When the doctor finally arrived, three years later, the nursing staff were doing a good impersonation of ignoring me. Still, I forgave them, because I think they are trained to go about their business ignoring all sorts of unreasonable tantrums thrown by overwrought patients until someone more qualified arrives to dispense the necessary words of wisdom.

With only a cursory examination, the doctor declared, “Ah, looks like you have a kidney stone!”

“How can you be so sure?” I said.

“You’re displaying the classic symptoms. I will give you a scan to confirm it, but first we need you to keep still.”

A nurse then injected my butt with 25cc of horse tranquilliser. Ten minutes later, when this had no effect, I was given another 25cc. And another 10 minutes later, I was given yet another dose. At this stage, I was beginning to feel quite groggy and pain-free.

What happened next is a bit of a blur, but I vaguely remember the doctor showing me my scan results. “Look, it’s a kidney stone! Just as I suspected,” he said. “We’ll have to operate as soon as possible because it’s stuck in your ureter.”

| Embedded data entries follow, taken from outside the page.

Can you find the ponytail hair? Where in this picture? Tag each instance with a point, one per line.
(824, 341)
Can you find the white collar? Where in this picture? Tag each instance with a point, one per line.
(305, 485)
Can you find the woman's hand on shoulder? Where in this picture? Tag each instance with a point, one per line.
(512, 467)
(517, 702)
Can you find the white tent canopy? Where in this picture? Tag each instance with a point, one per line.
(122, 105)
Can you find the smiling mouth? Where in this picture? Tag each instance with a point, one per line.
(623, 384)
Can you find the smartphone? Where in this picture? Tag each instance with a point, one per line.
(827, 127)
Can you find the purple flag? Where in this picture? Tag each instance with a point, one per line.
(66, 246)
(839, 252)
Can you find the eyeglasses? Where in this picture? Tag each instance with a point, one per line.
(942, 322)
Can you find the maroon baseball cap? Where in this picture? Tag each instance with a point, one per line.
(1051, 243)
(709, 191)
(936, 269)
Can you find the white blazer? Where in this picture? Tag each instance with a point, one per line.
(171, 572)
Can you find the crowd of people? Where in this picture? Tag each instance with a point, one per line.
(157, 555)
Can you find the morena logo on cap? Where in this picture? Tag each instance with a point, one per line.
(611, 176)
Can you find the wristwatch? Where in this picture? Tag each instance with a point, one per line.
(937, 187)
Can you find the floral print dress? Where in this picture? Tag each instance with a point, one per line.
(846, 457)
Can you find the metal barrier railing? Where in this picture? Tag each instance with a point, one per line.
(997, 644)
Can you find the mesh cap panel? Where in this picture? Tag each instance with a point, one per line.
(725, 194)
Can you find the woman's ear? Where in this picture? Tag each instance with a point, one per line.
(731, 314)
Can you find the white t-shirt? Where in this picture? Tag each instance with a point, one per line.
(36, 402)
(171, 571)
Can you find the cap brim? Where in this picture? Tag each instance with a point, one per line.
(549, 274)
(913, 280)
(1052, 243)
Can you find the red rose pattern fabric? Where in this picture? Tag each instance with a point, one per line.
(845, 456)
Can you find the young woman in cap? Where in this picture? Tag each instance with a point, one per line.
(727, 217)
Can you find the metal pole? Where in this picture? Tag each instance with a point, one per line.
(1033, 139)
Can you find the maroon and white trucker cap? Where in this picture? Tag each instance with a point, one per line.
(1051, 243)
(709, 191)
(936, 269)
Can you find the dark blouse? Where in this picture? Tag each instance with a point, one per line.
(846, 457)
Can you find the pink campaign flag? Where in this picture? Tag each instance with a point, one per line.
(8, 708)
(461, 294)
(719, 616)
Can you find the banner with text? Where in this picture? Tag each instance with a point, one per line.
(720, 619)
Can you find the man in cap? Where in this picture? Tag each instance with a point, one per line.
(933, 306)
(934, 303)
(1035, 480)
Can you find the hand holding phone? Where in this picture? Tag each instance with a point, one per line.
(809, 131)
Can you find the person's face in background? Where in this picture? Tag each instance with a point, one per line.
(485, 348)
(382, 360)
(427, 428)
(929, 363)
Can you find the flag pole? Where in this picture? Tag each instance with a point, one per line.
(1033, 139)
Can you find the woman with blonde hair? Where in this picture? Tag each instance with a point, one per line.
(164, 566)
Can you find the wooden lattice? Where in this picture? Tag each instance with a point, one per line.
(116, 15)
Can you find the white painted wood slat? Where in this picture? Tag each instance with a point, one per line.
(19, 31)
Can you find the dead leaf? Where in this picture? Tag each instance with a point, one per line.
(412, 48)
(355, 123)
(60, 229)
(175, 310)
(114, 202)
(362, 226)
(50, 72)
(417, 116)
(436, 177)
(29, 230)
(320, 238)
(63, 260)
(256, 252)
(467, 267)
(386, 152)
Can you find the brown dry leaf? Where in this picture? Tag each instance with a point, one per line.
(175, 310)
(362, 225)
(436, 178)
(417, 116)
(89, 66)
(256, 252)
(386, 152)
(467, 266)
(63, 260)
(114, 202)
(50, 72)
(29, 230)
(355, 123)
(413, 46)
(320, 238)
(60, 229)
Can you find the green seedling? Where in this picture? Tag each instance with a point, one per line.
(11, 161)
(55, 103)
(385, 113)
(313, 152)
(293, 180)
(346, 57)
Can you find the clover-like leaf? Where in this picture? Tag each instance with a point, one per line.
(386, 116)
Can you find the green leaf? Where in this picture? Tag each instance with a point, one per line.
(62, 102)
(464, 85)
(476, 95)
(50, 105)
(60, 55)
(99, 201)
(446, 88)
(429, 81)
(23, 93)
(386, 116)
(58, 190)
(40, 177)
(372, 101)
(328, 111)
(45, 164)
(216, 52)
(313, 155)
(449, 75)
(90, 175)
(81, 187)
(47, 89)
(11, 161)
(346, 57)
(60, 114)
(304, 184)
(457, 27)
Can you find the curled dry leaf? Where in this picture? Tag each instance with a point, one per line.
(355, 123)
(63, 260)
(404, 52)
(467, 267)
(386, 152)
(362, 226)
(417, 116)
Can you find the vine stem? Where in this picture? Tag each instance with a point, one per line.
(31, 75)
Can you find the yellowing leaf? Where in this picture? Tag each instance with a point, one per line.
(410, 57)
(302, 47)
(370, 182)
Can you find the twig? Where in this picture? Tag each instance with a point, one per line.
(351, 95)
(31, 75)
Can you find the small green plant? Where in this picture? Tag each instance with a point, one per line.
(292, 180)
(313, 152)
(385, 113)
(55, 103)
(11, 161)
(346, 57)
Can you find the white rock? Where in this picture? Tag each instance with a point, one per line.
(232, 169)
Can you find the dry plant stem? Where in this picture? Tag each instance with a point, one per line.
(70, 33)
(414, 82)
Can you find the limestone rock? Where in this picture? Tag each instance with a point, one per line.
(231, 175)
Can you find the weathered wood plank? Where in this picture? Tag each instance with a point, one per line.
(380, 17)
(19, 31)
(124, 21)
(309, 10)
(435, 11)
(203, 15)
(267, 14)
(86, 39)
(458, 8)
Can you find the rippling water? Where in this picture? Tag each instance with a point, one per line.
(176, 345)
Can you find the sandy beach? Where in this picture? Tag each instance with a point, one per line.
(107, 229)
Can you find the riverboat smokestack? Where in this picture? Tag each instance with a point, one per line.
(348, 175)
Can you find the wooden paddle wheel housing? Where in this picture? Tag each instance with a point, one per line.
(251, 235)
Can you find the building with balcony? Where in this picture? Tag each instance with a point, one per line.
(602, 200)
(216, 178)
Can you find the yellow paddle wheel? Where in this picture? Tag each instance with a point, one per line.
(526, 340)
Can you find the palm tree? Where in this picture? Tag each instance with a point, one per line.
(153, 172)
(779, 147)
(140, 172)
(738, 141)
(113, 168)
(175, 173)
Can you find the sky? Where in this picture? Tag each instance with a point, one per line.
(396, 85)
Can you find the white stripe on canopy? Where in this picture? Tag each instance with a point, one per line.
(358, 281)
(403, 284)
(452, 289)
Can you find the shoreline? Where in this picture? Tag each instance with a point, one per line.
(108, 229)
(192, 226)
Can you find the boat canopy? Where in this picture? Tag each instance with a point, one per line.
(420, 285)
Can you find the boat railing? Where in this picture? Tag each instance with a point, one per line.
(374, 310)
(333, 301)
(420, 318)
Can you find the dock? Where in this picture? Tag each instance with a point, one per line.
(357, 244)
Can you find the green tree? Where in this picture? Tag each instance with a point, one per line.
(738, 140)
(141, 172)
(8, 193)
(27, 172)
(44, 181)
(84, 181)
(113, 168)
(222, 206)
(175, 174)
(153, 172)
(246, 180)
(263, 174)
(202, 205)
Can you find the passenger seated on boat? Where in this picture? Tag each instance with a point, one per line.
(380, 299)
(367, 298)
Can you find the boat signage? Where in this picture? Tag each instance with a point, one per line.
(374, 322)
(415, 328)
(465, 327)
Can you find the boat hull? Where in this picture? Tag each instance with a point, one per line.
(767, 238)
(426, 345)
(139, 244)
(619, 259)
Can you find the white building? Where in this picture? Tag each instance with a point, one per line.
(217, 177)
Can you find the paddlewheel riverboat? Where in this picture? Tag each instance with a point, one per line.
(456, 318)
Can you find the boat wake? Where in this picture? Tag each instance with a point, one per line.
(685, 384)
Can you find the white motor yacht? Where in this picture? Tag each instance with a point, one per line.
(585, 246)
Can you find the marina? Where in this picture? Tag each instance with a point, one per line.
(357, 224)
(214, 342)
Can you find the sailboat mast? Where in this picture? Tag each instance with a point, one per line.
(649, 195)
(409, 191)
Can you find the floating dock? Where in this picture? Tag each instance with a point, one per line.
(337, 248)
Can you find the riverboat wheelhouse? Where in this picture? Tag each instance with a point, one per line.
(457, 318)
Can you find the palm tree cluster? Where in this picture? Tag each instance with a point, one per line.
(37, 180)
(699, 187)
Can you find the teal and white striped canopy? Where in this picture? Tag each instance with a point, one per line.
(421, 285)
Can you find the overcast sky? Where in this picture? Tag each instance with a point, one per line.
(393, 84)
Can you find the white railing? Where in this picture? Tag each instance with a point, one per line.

I was then dispatched to a ward to await my operation the next morning. As I lay on my bed, thanking the creator of horse tranquillisers, it never once occurred to me that anyone would be worrying about me. When you’re so heavily medicated, the word “worry” is completely obliterated from your vocabulary. It was only when my daughter called me that I realised that there were other people in my universe.

“Mum, where are you?” she asked, sounding concerned.

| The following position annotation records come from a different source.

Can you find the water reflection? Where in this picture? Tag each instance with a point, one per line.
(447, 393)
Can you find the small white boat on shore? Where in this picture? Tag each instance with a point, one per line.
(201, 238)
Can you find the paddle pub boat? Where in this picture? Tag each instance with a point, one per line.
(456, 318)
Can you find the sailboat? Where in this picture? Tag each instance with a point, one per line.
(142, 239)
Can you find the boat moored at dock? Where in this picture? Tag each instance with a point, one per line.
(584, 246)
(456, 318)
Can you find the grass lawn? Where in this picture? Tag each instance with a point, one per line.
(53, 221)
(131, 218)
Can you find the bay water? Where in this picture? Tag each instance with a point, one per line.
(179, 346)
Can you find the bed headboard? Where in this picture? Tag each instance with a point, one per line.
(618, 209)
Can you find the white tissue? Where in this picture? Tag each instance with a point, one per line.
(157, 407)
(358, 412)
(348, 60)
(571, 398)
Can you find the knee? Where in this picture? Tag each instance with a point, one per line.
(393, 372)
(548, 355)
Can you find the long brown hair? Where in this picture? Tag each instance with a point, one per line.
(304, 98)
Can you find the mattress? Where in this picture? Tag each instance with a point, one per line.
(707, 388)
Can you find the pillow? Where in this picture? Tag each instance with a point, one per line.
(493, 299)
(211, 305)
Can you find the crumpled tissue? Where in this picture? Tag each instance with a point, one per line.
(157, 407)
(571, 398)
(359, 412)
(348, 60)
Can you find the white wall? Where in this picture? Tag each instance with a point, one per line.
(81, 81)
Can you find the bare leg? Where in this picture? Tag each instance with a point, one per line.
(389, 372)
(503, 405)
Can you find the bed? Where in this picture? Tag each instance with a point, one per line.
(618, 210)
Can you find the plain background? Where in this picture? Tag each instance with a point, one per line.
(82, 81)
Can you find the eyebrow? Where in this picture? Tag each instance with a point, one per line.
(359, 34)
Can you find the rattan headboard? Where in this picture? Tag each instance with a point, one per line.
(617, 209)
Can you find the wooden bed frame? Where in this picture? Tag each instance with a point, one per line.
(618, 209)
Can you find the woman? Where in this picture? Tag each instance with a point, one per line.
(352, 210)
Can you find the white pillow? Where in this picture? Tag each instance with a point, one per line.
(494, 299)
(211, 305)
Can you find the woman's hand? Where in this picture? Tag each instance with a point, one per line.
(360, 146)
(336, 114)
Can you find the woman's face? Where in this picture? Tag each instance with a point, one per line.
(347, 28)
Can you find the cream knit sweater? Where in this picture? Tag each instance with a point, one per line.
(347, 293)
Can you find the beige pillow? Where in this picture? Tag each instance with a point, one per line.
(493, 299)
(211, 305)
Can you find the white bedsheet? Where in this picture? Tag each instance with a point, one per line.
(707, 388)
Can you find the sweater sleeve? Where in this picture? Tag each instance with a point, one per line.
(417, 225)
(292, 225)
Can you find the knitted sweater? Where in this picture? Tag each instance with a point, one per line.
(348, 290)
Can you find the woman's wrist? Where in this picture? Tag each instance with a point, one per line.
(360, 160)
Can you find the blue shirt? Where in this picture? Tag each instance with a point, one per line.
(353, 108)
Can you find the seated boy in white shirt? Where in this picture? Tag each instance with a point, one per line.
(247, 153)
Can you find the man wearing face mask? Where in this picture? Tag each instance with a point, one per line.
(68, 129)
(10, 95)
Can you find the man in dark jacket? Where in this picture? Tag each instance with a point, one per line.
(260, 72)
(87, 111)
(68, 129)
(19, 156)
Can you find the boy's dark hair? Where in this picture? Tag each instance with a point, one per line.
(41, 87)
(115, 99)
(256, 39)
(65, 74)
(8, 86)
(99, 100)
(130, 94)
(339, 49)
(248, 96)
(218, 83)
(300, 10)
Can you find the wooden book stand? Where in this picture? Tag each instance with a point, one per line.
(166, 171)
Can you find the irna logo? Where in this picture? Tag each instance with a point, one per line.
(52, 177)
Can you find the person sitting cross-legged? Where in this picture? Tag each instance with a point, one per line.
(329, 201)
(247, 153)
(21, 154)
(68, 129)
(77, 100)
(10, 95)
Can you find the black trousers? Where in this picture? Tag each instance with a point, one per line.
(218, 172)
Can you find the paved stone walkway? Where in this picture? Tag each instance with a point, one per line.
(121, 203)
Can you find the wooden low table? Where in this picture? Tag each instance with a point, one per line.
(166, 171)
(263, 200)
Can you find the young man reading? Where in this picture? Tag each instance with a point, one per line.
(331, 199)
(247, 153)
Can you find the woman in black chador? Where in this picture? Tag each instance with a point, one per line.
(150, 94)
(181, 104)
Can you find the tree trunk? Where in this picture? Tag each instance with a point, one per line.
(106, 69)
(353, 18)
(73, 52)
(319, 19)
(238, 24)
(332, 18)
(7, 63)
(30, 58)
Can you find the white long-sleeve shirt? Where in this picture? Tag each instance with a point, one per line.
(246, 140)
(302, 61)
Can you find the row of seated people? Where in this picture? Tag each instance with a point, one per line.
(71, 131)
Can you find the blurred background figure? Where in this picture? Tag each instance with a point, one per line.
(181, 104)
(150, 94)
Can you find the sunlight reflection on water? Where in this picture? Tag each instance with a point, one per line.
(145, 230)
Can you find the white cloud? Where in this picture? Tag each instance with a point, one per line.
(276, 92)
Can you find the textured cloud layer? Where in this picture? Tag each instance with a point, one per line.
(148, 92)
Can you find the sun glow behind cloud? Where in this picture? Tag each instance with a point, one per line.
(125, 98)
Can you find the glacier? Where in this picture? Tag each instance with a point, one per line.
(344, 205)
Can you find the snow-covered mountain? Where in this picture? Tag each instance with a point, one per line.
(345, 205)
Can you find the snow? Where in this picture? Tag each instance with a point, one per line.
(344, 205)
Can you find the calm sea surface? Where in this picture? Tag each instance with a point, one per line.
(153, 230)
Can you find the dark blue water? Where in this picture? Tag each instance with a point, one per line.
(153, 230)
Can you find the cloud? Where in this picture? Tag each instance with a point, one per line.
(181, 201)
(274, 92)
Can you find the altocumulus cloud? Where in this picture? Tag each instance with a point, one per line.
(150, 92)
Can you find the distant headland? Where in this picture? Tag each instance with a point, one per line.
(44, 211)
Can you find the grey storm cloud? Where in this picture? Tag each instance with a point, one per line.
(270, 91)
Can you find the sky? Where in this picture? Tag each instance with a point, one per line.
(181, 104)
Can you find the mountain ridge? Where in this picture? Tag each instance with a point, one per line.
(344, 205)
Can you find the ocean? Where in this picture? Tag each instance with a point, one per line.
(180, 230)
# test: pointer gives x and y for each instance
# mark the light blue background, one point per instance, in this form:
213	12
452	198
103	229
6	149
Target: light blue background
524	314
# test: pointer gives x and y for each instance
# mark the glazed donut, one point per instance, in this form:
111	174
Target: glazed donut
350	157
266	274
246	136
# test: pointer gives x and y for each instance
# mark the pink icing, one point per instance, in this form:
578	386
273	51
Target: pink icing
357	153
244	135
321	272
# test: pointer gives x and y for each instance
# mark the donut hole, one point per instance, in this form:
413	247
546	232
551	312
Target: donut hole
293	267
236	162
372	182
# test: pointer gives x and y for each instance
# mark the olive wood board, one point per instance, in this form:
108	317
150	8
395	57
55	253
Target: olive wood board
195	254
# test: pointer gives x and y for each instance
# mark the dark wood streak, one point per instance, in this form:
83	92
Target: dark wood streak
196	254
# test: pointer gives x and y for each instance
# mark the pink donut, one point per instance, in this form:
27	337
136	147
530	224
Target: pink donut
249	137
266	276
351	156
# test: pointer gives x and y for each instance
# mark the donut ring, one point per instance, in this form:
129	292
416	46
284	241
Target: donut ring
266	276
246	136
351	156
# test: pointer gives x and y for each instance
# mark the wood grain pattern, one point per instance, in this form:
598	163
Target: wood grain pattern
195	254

“Oh, I’m in the hospital,” I replied, quite breezily. “It’s really nice here.”

Much later, when my daughter arrived at my bedside, carrying a weekend bag containing every toiletry known to mankind, I had already drifted off into a twilight zone of my own making. Such was the effect of my pain medication.

The next morning, after a tepid shower, I was prepped and ready for the operating room. I can’t remember much of what happened before I was put under, except that everyone seemed very cheerful. And my surgeon was wearing kinky white Wellington boots – but I suspect I might have been under the influence of drugs at that stage and prone to imagining things.

While I was out cold, the medical staff pulverised that kidney stone to smithereens and sent me back to my room. With my lower body still paralysed (the effects of a lovely anaesthetic), I expressed my gratitude to the nursing staff by peeing in my bed.

That evening, my daughter, a teenager who passed her driving test barely a month ago, drove me home from the hospital. I’d had one last injection before I’d left and, for the first time, realised what a wonderful driver she’d turned into almost overnight.

Now that I’m home, minus the horse tranquillisers, I feel the full effects of my post-operative pain. However, I wouldn’t change my reality, painful though it may be, for another blurry day that’s almost lost to me.

Now, if only I could remember the name of the cute doctor who attended to me.